Economic Viability: A Major Roadblock

The economic feasibility of rare earth extraction is another hurdle. Global prices for rare earth metals have fallen sharply, making imports more cost-effective than domestic production. For example, India imported 53,700 tons of rare earth magnets in FY25 at a cost of ₹1,744 crore. In contrast, the ₹1,000-crore PLI scheme targets just 1,500 tons of magnet production—a financially unsound proposition unless production costs are drastically reduced.


Lynas Corporation, the largest producer outside China, also faced declining profits due to falling prices, highlighting the global economic challenges in this sector.


Strategic Moves and Future Prospects

India is taking proactive steps to mitigate its reliance on Chinese rare earths. Recent initiatives include reducing mining royalties to 1%, increasing exploration activities, and initiating auctions to attract private investment. Additionally, India is exploring international collaborations for rare earth resources in countries like Oman, Vietnam, Sri Lanka, and Bangladesh. A strategic partnership with the United States further underscores India’s commitment to diversifying its supply sources.


IREL, in collaboration with the Bhabha Atomic Research Centre (BARC), has begun developing samarium-cobalt magnets for defense applications. This pilot project, inaugurated by Prime Minister Narendra Modi, marks a crucial step toward building domestic capabilities.


Despite these efforts, India’s rare earth sector remains constrained by technological and regulatory challenges. The lack of advanced processing technologies and the high cost of production make it difficult to compete with China. However, once these barriers are addressed, India has the potential to emerge as a significant player in the global rare earth supply chain.


The Road Ahead

India’s increasing import of rare earth magnets in FY25 suggests a strategic stockpiling to counter potential Chinese export restrictions.
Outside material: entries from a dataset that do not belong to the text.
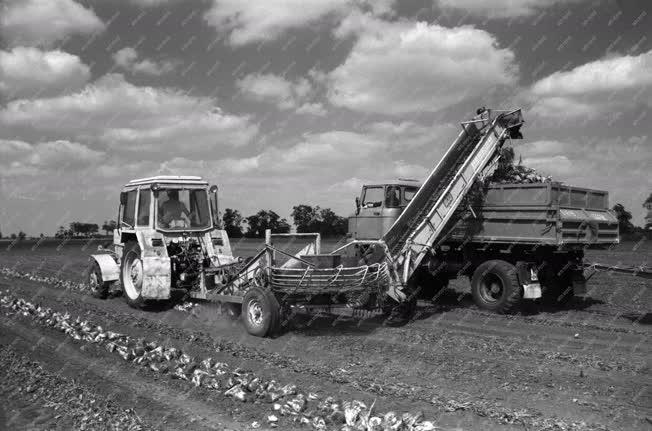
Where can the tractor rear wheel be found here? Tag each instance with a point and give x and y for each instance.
(131, 275)
(495, 286)
(260, 312)
(98, 287)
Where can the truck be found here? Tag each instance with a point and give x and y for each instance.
(517, 241)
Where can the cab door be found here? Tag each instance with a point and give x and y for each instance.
(368, 224)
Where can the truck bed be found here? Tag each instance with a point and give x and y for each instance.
(544, 213)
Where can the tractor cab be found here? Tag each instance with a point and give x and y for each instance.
(378, 206)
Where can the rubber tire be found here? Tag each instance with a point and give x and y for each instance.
(507, 274)
(271, 312)
(139, 302)
(102, 289)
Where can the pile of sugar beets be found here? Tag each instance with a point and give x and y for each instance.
(509, 172)
(285, 400)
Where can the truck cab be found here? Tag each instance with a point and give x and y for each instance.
(378, 207)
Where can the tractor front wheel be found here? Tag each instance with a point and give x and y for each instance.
(98, 287)
(260, 312)
(131, 275)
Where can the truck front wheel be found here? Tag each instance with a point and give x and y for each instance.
(495, 286)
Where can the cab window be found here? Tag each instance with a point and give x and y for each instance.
(408, 194)
(143, 207)
(373, 197)
(129, 209)
(392, 197)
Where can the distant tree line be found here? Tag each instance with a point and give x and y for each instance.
(77, 229)
(305, 217)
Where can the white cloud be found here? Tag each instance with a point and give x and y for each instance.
(44, 22)
(376, 148)
(316, 109)
(127, 118)
(502, 8)
(261, 21)
(595, 88)
(28, 72)
(22, 158)
(127, 58)
(403, 67)
(283, 93)
(256, 21)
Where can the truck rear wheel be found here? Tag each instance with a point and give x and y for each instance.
(495, 286)
(260, 312)
(131, 275)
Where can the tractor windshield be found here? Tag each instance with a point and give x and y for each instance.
(182, 209)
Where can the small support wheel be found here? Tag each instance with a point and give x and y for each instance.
(495, 286)
(260, 312)
(98, 287)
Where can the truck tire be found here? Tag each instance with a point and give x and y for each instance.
(131, 275)
(98, 287)
(495, 286)
(260, 312)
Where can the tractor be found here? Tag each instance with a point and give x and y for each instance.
(168, 243)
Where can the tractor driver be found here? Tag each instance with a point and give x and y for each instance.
(392, 197)
(171, 211)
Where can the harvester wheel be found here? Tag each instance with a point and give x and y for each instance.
(495, 286)
(131, 275)
(98, 287)
(260, 312)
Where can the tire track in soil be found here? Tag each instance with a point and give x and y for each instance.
(34, 398)
(357, 380)
(95, 347)
(111, 380)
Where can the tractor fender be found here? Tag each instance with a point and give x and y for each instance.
(108, 266)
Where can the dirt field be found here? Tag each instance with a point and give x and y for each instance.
(586, 366)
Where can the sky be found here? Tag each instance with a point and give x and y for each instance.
(283, 102)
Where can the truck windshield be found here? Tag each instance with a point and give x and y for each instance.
(182, 209)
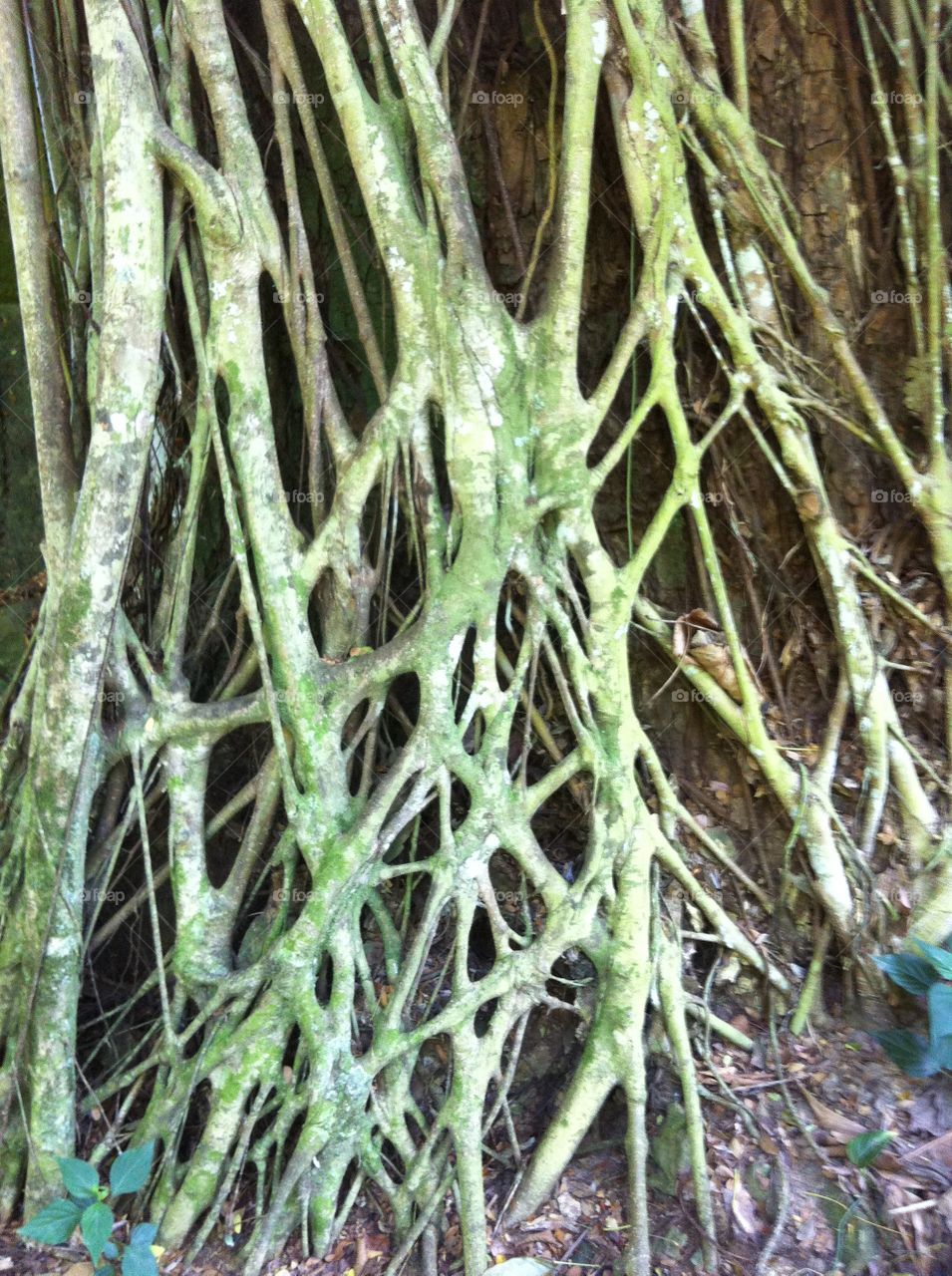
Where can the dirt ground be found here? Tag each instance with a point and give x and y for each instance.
(888, 1220)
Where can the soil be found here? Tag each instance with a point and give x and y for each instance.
(888, 1220)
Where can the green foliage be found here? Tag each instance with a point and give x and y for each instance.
(923, 976)
(87, 1208)
(864, 1148)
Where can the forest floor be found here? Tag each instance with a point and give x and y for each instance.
(893, 1219)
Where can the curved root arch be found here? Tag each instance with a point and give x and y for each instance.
(414, 634)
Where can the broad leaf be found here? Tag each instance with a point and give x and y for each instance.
(97, 1228)
(78, 1178)
(131, 1169)
(939, 958)
(54, 1225)
(939, 1013)
(144, 1234)
(864, 1148)
(909, 1052)
(140, 1261)
(906, 971)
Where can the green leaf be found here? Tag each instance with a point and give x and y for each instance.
(78, 1178)
(144, 1234)
(939, 1013)
(909, 1052)
(131, 1169)
(140, 1261)
(906, 971)
(54, 1225)
(97, 1228)
(939, 958)
(864, 1148)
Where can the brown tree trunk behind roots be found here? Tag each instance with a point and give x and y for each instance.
(468, 404)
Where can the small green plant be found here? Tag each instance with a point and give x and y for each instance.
(927, 975)
(86, 1206)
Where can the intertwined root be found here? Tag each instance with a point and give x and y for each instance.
(440, 657)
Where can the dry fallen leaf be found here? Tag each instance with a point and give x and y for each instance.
(743, 1208)
(842, 1128)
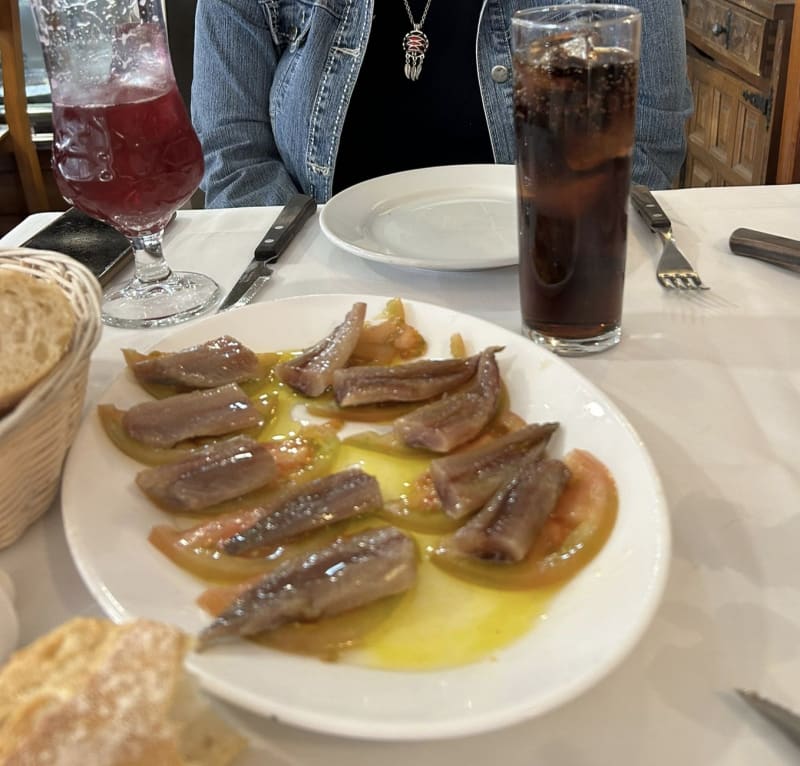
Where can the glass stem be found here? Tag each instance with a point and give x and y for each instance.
(151, 266)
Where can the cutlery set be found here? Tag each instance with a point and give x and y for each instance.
(287, 225)
(785, 720)
(675, 272)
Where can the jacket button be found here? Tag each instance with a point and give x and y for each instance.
(499, 73)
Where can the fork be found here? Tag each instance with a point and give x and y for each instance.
(673, 271)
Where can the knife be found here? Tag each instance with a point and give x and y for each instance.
(288, 223)
(779, 251)
(782, 718)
While this approach has provided short-term relief, long-term solutions require sustained investment in exploration, technology, and infrastructure.


Achieving self-reliance in rare earth production is not just an economic necessity but a strategic imperative. With consistent efforts, India can reduce its dependence on China and position itself as a viable alternative in the global rare earth market. However, this journey will demand persistence, innovation, and robust government support over the coming years.